Mac/Linux only.

Rscript pprs.R "
  # (Required arguments)
  --geno_files <f1.bgen f2.bcf data/*.vcf>

  --score_file <my_cluster_weights.csv>

  --score_file_chr_col     <colname>
  --score_file_pos_col     <colname>
  --score_file_ref_col     <colname>
  --score_file_alt_col     <colname>
  --score_file_ea_col      <colname>
  --score_file_weight_cols <colname(s)>

  # (Optional arguments)
  --sample_file <my_bgen_samps.sample>

  --proxy_r2_cutoff  <between 0-1, proxy minimum R^2> (default 0.8)
  --proxy_winsize_kb <distance to search for proxies> (default 100)
  --proxy_sample_pop <population code like AFR>

  --allow_allele_flips

  --bcftools_exe <path/to/bcftools> (default: bcftools or auto-installation)
  --bgenix_exe   <path/to/bgenix>   (default:  bgenix  or auto-installation)
  --plink2_exe   <path/to/plink2>   (default:  plink2  or auto-installation)

  --scratch_folder (default: scratch/)

  --output_fnm (default: my_results.txt)

  --threads   (default:    1)
  --memory_mb (default: 8000)
"

• --geno_files: .vcf[.gz]/.bcf[.gz], gds, .bgen, .bed+.bim+.fam, or .pgen+.pvar+.psam file formats.
  • Can specify (multiple) files, or patterns e.g. data/*.bgen.
  • VCF files can be accessed directly through URLs. See examples.
  • --sample_file: an accompanying .sample file is required if using .bgen file(s).
  • If there are variants with duplicate chr,pos,ref,alt in your genotype data, the first will be chosen.
• --score_file Must contain columns for chromosome, position, reference allele, alternate allele, effect allele, and at least one column of weights.
• This pipline automatically replaces score_file variants missing from your geno_files with suitable proxies from 1000 Genoems, based on the following parameters:
  • --proxy_r2_cutoff: The minimum R^2 correlation that proxies are allowed to have.
  • --proxy_winsize_kb: The larger the window size, the longer it will take to calculate proxies.
  • --proxy_sample_pop: See here the list of accepted codes.
• --allow_allele_flips Allows variants in your score file to have ambiguous ref/alt allele. Useful if you only know the effect allele and non-effect alleles.

Dependencies

• R (>=4.1)
  • Packages: install.packages(c("data.table","LDlinkR","parallel","XML")
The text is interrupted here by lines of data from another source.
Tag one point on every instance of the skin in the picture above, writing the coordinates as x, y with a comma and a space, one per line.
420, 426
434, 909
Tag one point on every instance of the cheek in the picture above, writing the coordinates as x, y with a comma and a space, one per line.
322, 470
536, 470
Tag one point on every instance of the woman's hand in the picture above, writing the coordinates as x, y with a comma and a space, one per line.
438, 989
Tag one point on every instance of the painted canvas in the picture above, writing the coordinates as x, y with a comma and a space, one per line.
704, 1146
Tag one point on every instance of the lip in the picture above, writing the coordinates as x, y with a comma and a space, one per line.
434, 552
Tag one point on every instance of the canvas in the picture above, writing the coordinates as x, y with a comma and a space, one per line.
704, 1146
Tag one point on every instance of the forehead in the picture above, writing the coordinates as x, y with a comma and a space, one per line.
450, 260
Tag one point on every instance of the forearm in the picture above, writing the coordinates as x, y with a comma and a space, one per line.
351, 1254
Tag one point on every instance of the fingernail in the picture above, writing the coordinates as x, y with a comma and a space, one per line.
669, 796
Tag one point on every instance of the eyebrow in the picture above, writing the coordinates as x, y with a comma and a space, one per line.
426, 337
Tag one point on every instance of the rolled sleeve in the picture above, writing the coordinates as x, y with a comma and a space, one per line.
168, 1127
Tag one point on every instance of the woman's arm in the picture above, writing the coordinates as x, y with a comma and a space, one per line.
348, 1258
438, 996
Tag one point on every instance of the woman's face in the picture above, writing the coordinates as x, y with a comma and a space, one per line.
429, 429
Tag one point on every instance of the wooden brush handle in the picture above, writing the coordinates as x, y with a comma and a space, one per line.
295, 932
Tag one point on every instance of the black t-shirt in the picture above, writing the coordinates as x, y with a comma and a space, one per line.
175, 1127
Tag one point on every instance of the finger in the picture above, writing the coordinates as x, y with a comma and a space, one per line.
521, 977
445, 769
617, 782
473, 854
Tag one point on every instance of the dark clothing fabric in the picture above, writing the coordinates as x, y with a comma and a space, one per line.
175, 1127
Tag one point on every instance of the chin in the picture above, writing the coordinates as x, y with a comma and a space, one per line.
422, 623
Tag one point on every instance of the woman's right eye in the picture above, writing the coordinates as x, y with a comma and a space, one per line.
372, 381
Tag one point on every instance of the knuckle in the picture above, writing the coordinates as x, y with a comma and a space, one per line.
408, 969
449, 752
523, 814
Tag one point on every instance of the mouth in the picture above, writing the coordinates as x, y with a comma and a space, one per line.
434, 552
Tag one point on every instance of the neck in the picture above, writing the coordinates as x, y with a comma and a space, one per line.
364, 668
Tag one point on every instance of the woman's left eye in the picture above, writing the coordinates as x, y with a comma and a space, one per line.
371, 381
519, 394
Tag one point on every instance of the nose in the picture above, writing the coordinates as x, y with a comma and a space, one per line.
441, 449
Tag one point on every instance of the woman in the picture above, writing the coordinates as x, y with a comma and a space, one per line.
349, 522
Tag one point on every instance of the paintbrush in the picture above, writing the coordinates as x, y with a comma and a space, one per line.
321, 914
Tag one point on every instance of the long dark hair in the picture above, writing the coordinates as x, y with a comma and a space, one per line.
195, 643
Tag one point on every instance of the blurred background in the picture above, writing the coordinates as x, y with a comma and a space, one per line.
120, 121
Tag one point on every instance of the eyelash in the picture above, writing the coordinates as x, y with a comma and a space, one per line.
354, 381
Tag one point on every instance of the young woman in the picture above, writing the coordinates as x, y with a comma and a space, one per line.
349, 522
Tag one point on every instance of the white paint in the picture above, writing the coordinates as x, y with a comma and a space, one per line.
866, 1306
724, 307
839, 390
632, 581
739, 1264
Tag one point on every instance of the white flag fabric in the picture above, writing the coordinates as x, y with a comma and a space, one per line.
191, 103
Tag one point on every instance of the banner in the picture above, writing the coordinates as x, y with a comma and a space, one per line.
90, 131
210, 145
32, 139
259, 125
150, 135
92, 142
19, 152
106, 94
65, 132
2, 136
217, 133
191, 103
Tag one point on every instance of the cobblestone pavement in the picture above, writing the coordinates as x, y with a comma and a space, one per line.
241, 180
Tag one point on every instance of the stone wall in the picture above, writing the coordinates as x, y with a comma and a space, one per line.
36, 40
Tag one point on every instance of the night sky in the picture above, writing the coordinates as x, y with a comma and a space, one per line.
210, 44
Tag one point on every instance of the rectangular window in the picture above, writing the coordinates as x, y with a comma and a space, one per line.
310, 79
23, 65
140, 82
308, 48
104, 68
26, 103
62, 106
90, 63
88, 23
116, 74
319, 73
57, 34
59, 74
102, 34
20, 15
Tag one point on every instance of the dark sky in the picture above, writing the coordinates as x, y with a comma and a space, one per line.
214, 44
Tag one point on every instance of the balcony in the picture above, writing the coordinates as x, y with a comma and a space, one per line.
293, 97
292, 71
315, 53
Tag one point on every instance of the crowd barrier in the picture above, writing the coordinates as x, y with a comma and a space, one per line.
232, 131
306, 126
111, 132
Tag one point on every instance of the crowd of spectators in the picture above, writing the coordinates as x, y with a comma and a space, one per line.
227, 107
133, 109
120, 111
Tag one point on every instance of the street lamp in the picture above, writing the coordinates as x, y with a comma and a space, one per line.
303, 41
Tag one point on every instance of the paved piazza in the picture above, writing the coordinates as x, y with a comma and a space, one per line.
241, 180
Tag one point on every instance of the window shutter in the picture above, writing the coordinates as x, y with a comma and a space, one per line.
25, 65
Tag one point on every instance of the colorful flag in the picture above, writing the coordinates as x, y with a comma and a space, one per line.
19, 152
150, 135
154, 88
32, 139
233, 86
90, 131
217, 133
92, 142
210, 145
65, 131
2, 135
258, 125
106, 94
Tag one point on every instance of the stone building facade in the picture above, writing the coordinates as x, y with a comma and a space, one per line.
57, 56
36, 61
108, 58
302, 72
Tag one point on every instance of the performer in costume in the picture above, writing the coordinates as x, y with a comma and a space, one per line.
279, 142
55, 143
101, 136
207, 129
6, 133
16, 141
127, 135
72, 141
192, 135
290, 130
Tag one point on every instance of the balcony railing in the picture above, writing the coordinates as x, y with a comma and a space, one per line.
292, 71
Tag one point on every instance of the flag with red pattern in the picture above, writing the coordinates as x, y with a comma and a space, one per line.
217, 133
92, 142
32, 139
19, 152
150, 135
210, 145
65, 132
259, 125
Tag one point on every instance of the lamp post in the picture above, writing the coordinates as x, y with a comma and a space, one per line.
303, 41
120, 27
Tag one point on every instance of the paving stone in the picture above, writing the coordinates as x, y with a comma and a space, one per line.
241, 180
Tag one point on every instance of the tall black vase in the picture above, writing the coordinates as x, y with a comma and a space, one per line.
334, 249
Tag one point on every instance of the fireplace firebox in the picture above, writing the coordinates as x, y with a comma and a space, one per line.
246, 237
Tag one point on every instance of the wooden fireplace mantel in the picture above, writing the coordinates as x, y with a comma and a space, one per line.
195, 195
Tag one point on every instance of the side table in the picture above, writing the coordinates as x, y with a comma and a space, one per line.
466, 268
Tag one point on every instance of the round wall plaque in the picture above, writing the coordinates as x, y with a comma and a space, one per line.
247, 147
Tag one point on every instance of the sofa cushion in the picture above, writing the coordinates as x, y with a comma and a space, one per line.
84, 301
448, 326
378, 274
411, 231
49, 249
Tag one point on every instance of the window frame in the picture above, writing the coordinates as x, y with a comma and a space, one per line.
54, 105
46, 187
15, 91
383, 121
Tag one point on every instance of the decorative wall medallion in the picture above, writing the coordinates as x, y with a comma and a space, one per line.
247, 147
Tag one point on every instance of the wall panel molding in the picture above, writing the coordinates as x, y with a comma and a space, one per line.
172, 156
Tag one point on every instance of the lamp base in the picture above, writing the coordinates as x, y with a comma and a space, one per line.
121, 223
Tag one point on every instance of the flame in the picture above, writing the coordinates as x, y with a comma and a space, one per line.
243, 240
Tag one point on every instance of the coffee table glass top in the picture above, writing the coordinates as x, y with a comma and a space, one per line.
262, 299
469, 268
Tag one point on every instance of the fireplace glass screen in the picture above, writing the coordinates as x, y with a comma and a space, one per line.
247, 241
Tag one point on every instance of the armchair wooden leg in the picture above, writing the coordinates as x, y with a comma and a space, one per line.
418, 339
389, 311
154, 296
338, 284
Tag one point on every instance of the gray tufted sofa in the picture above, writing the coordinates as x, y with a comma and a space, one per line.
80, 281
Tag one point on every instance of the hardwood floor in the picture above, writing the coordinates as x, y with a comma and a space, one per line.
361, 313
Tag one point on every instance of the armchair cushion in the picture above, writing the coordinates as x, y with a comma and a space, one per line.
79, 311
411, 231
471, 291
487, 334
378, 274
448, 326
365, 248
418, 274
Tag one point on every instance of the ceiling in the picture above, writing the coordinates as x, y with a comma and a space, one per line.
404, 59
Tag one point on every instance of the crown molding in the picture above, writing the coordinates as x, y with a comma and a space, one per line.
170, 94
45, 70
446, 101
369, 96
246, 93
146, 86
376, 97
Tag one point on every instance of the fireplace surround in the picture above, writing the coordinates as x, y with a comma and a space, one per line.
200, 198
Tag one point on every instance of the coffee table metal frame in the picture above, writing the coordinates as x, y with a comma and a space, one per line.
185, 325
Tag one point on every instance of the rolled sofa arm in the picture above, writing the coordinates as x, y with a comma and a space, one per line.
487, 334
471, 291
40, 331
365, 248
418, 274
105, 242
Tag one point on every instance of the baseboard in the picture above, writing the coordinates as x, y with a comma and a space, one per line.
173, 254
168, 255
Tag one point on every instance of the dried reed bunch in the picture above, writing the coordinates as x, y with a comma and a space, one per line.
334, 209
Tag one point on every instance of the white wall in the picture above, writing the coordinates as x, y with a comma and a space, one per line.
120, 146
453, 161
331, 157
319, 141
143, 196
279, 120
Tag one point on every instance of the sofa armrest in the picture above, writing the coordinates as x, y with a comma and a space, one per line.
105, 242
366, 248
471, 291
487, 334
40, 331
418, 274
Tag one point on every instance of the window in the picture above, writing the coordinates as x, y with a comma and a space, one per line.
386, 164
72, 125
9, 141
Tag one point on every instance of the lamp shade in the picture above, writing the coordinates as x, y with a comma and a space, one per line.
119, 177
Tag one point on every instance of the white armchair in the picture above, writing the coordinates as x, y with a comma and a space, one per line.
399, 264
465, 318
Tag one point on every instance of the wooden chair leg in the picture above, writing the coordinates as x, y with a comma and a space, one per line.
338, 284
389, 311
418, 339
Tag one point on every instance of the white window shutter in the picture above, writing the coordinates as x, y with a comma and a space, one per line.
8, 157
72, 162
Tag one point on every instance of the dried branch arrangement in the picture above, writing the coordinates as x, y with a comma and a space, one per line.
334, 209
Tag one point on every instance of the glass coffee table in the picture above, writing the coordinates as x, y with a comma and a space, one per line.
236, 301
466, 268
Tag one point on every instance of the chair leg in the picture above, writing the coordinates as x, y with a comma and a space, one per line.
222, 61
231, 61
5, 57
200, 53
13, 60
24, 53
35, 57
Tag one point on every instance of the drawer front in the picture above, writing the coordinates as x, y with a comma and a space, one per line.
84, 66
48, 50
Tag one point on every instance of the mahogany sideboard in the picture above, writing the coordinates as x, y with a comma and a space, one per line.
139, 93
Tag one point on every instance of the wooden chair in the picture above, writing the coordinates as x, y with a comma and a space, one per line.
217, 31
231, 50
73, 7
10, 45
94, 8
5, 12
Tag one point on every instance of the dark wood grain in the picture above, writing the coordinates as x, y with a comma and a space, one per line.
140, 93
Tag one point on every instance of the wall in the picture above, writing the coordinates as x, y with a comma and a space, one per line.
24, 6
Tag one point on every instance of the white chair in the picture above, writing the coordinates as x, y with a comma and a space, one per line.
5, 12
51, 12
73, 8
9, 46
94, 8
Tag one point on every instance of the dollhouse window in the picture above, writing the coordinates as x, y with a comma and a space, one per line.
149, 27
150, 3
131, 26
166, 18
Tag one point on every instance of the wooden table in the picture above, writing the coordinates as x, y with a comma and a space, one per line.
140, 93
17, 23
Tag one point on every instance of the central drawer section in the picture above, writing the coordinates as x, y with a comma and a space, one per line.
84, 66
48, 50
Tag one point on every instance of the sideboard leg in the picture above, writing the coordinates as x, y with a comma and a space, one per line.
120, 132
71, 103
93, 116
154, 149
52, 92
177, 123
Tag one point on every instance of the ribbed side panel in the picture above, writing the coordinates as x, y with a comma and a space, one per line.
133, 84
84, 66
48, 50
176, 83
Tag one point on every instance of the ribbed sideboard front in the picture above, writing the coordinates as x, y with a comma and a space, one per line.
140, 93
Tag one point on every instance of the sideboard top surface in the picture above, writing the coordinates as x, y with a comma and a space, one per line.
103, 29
Other dependencies are automatically installed as needed. (They will be installed to the current directory. It is expected your system has basic utilities like curl and make to download and build the needed software). If you plan to run this pipeline repeatedly on the cloud or on a compute cluster, consider using an environment with these additional dependencies pre-installed so you don't waste time installing them each run:

• plink2
• (If using .bgen files) bgenix
• (If using .vcf/.bcf files) bcftools
• (If using .gds files) SeqArray R package

References

• LDlink: Machiela MJ, Chanock SJ. LDlink: a web-based application for exploring population-specific haplotype structure and linking correlated alleles of possible functional variants. Bioinformatics. 2015 Jul 2.
• PLINK2: Chang CC, Chow CC, Tellier LCAM, Vattikuti S, Purcell SM, Lee JJ (2015) Second-generation PLINK: rising to the challenge of larger and richer datasets. GigaScience, 4.
• BCFtools: Danecek P, Bonfield JK, et al. Twelve years of SAMtools and BCFtools. Gigascience (2021) 10(2):giab008
• BGEN: Band, G. and Marchini, J., BGEN: a binary file format for imputed genotype and haplotype data bioArxiv 308296
• SeqArray: Zheng X, Gogarten S, Lawrence M, Stilp A, Conomos M, Weir B, Laurie C, Levine D (2017). SeqArray – A storage-efficient high-performance data format for WGS variant calls. Bioinformatics, 33(15), 2251-2257.

TODO

• Small examples for all file types
• Tell Broad cluster users to use GCC-5.2 or use Bcftools if bcftools fails to build. Or give general advice to enterprise linux users that they'll need gcc>=5.2.